24 June 2002 Analysts at Forrester Research have urged clients to invest in integration server software. In a recent report, Forrester analyst Chris Dial claimed that, despite the current economic slowdown, now is a good time to buy an integration server – which manages complex interactions between disparate computing systems – for three key reasons.
First, collaborative commerce is increasing the pressure on companies to build machine-to-machine connections with key trading partners, “but working with partners means that firms must be able to assemble data from many different applications and put it in the right format before sending it over the wall,” said Dial. Equally, they must organise their own systems to receive and process data that partners send to them.

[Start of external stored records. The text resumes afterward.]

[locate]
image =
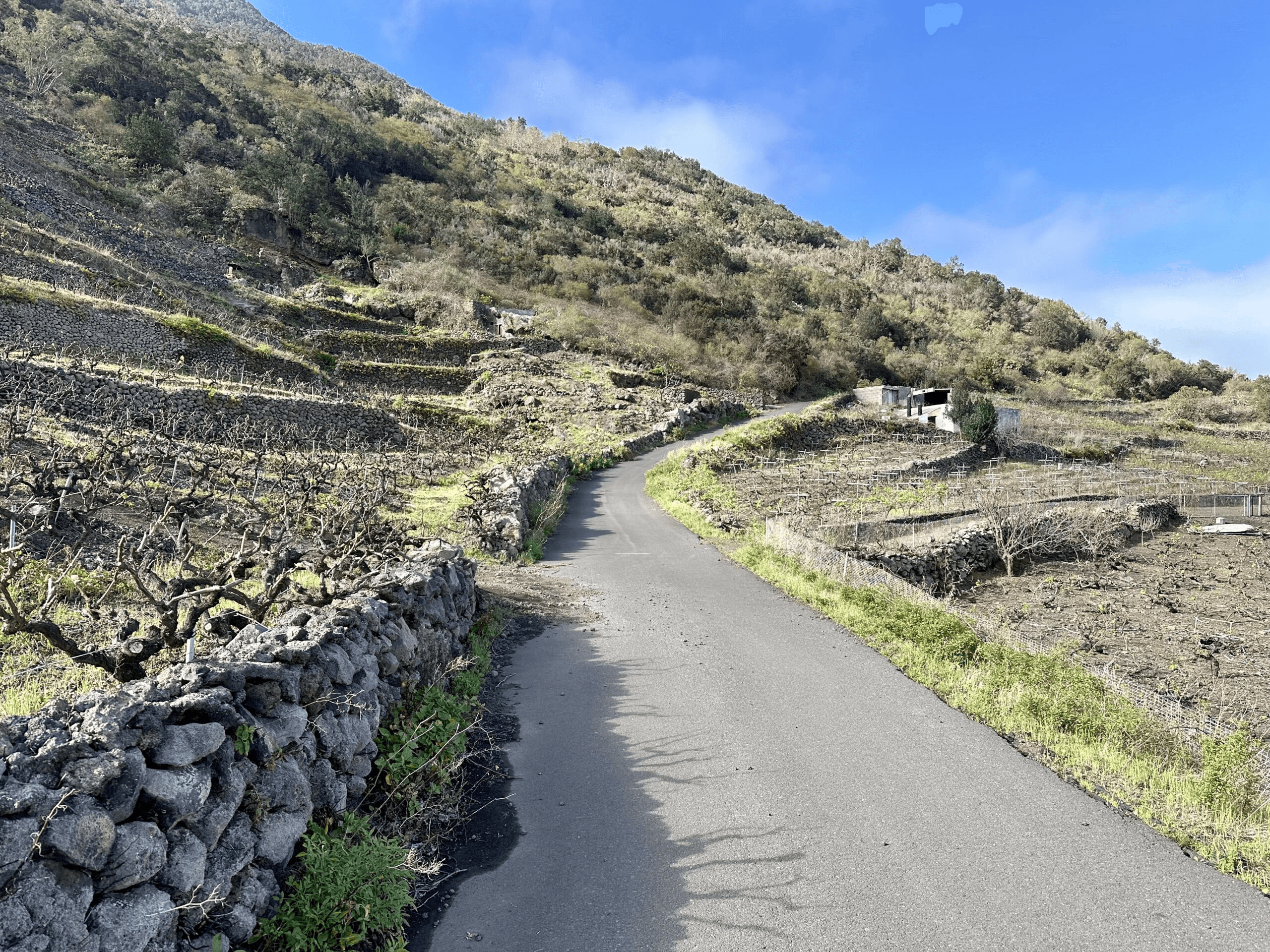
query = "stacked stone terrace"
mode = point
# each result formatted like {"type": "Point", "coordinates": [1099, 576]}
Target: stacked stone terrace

Second, web services are “breaking the connectivity price barrier”. Until recently, companies were forced to buy proprietary adaptors from integration server suppliers or build their own. “But tool kits from vendors like Cape Clear Software and Bowstreet, and SOAP [simple object access protocol] adapters from vendors like Actional make it cheaper for firms to access applications. They pay only once to expose data and logic in an application, rather than building or buying custom adapters each time they need connections,” said Dial.

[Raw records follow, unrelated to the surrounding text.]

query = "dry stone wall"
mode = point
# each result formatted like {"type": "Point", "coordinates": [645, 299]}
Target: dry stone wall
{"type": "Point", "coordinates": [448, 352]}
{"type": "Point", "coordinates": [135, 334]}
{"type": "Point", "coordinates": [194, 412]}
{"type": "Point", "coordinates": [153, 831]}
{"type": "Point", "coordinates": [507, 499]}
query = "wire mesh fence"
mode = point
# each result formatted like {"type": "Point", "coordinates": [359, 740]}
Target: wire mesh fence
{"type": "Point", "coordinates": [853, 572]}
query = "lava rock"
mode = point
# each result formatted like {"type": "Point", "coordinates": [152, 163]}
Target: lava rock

Third, most integration server products have moved beyond message brokering to embrace process management. “Even vendors whose products have primarily been message hubs, like Tibco and WebMethods, have bolted on features so [customers] can model processes and direct interactions with partners,” said Dial.

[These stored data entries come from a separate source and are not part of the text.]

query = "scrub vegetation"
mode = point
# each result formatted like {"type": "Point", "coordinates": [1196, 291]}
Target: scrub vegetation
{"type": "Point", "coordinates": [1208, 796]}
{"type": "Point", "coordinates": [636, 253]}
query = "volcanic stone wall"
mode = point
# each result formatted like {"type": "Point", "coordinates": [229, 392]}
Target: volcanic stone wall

Forrester has recently upgraded its Integration Server TechRankings, a service that assesses functions and features of leading integration products. “No single vendor dominated the evaluation”, reported Dial.
Vitria offers strong process modelling and analytics, while SeeBeyond’s product is a good fit for companies “whose internal programmers are integrating applications with custom adapters and building lightweight connections to partners”.
Microsoft’s BizTalk Server is an “easy-to-use, low-cost product” for integration, which lacks some advanced features such as human workflow, but which can be extended with Visual Studio .Net development suite, while WebMethods’ product will appeal to organisations that need to integrate a large number of applications and partners but that only require simple processes and connections.